Mindfulness skills are used to help stabilize a person when intense emotions overcome them, helping to deescalate intensity. Next, Emotional Regulation is the "cognitive" aspect of this treatment. It helps a person recognize unhealthy thinking patterns, and how to rationally redirect them. Distress tolerance helps a person confront negative emotions, instead of avoiding or repressing them. When we practice confronting negative emotions, we become more adaptive and less preoccupied by them.

Finally, Interpersonal skill is the section of treatment that refers to "strengthening the ability to sustain relationships". This lesson teaches people how to set boundaries, or communicate assertively. Dialectical Behavioral Therapy is an evidenced based treatment, and has been shown in clinical control trials to have effective treatment outcomes.

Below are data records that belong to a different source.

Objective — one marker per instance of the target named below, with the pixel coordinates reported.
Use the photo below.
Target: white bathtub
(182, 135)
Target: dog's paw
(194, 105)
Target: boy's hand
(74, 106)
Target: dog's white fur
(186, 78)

Behavioral Activation Therapy can also be used to support personality disorder treatment. This kind of therapy teaches a person how to create positive reward incentives for desirable behavioral redirection. This helps a person build a better association when confronting circumstances that may be uncomfortable, or even triggering.

Psychodynamic Therapy is also a modality of treatment used in treating personality disorders. Psychodynamic therapy is one of the older psychotherapy treatments that focuses on theories of personality and relationships. This kind of therapy helps a person become aware of some of the behaviors and actions that they do unconsciously that influence their outcomes. It also aims to make the person aware of how circumstances in their childhood might be linked to some of their behavior in their adulthood. Once a person can become more aware of these dynamics, they are empowered to make different choices that yield better outcomes.